Along the way, Les is beset by all manner of problems and conflicts – the standard fare in a trail story. Throughout, though, she is constantly faced with exposure as opportunities to strip bare seem to grow on trees. Eventually she is unmasked and the travelers discover the gold’s hiding place. But to their disappointment they find only gold certificates issued in Confederate currency, all of it worthless.

Because this is ultimately a journey story, Les is made to learn many things. You need to buy into the fact that she’s a complete idiot and wouldn’t even know to bring dry, seasoned wood for a fire or how to cook up a plate of beans. This is a little hard to believe, frankly. While Les lived in Abilene, Kansas is still part of the frontier. The time is 1870, or thereabouts, so people are using wood stoves. Les would have had ample opportunity to learn about firewood and cooking. That she doesn’t know some trail practices, however, is perfectly reasonable and McGuire exploits these fairly well.
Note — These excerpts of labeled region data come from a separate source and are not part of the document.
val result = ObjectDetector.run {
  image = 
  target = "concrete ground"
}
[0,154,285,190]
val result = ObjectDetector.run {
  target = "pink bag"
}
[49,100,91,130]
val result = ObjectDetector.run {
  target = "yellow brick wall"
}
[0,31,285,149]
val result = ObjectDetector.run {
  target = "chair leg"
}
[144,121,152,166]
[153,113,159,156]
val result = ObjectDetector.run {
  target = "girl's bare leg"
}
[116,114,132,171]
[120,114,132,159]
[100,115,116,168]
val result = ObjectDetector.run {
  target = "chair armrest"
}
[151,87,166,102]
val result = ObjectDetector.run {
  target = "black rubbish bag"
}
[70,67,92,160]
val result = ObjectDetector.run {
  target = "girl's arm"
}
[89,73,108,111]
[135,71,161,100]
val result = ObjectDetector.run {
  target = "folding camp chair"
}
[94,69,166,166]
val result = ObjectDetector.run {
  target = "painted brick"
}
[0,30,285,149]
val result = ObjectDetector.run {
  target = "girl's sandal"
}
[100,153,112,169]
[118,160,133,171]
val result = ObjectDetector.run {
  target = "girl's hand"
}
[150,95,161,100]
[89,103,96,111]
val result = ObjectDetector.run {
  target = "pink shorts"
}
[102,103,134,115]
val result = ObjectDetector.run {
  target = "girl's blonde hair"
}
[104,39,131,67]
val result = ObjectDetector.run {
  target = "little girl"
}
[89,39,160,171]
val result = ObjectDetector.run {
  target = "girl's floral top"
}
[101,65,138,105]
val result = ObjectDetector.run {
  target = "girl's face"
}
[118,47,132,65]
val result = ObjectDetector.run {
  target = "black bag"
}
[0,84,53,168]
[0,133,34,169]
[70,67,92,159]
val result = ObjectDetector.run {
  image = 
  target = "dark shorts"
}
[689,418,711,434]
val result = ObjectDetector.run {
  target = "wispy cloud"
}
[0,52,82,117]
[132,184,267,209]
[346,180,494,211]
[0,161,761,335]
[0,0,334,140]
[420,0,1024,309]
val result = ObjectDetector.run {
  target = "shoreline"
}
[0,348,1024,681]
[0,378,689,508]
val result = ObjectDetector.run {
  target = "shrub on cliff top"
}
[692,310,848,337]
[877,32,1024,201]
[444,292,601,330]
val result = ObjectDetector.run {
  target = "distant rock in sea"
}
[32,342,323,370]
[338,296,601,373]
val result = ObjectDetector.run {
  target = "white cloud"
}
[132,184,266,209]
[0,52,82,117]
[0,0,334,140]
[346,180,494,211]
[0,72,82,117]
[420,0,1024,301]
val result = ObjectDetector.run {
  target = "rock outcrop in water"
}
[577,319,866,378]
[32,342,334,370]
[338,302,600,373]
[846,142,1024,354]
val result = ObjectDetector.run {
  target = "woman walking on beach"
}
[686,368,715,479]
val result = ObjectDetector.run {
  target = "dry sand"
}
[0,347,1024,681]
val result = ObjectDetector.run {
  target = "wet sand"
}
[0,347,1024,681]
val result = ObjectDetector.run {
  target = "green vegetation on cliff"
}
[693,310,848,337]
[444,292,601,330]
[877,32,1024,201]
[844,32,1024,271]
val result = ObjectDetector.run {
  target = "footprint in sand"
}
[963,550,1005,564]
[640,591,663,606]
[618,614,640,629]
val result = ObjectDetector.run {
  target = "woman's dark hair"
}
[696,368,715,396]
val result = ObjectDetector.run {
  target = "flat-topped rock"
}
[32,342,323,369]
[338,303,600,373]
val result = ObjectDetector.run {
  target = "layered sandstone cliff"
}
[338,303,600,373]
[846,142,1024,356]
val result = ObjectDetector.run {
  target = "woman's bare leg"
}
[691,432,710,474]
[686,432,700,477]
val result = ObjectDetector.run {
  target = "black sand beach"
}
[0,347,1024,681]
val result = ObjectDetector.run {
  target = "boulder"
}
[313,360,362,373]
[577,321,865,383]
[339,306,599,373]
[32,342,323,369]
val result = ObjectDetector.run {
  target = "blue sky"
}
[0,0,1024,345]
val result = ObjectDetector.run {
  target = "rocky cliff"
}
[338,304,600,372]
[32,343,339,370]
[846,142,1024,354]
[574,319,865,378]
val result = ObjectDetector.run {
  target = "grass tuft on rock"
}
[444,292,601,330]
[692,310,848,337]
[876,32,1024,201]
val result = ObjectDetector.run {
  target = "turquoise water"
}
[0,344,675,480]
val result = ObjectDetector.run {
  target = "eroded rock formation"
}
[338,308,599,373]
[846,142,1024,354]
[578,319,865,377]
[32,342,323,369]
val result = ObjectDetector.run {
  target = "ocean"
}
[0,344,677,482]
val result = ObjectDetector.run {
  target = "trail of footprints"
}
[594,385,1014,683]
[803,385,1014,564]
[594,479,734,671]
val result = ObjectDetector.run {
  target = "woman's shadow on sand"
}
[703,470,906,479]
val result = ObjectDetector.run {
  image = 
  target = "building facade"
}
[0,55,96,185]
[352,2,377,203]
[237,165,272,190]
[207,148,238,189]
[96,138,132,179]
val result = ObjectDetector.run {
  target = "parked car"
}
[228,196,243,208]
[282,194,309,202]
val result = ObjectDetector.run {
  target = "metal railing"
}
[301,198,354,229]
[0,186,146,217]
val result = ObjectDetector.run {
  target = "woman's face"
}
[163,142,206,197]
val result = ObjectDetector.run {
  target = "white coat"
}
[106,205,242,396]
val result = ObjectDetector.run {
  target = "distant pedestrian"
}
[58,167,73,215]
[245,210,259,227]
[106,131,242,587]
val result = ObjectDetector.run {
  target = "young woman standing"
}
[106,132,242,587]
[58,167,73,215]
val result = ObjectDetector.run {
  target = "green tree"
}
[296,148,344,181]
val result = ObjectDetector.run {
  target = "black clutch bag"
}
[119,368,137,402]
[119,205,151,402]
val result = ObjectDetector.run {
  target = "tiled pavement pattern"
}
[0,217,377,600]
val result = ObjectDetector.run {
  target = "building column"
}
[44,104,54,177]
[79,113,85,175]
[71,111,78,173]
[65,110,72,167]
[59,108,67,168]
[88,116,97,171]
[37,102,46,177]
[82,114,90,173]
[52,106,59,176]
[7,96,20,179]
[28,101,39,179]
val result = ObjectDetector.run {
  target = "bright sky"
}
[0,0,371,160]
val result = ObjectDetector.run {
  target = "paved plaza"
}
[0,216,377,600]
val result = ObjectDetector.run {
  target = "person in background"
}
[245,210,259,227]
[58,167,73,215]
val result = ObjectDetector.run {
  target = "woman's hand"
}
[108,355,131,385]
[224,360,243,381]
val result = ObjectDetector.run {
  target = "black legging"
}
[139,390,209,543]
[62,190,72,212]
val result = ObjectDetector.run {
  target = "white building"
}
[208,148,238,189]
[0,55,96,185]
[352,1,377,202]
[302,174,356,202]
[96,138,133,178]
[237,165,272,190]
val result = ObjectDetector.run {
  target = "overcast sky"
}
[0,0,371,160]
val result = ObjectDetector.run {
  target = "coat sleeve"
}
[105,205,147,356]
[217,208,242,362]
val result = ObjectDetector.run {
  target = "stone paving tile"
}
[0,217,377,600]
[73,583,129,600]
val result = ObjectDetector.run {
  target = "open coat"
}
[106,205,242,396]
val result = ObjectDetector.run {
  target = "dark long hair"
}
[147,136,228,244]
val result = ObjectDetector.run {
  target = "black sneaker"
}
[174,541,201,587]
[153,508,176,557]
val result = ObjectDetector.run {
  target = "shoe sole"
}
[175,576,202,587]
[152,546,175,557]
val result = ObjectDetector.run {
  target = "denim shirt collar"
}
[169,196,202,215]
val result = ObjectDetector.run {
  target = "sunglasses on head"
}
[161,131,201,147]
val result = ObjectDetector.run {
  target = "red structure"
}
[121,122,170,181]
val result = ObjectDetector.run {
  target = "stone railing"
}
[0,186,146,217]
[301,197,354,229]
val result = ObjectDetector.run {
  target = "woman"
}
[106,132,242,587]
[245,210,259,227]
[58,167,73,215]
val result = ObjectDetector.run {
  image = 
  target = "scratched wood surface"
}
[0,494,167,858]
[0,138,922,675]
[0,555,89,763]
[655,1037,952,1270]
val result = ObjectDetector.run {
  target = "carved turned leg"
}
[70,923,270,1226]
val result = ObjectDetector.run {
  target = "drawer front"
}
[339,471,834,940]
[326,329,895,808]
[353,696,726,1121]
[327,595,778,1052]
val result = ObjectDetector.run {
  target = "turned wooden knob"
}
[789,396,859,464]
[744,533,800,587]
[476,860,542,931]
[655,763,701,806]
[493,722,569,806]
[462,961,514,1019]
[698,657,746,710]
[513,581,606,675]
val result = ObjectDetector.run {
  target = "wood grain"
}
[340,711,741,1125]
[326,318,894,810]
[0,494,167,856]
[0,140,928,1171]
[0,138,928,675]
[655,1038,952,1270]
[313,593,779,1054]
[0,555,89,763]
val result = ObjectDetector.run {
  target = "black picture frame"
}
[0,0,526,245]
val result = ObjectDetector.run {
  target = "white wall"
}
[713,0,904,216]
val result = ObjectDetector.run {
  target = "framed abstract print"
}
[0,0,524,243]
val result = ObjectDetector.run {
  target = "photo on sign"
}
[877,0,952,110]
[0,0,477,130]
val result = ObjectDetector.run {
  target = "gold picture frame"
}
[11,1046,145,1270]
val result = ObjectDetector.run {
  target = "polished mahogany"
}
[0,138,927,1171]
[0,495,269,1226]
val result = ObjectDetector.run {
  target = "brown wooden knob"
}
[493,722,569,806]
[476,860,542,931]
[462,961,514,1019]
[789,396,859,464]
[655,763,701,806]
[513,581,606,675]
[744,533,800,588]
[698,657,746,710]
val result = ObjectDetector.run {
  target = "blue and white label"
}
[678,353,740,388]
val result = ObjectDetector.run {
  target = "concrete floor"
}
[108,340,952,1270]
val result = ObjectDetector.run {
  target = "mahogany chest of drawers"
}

Being a journey story, Les meets many people along the way. There is a spiraling mix of characters, in fact, that all seem to meet around Les’s campfire. There is the itinerant gambler/lady’s man, the rustlers, the angry husband chasing the gambler, and the lone wayward family heading west in a covered wagon. There is, in fact, a whole mess of free travel through what would have been some of the deadliest territory in the west. In 1870 the place was swarming with warring Indians and it wasn’t very safe to travel alone. McGuire’s characters move with little thought to Indians except when they have to pay tribute – in horses or cattle – to some very cultured braves collecting a toll.

The biggest problem is that Texas Gold is an unfulfilled promise. The first chapter tells us that we’re going to have a search for gold. That kind of the story suggests a different set of struggles than McGuire used and a concentration on the gold. Instead, we get the journey/coming of age story and the gold is used as a Hitchcockian McGuffin. By the end we get a TV-style epilogue where everyone has a laugh over finding worthless paper and they decide to head off into another adventure.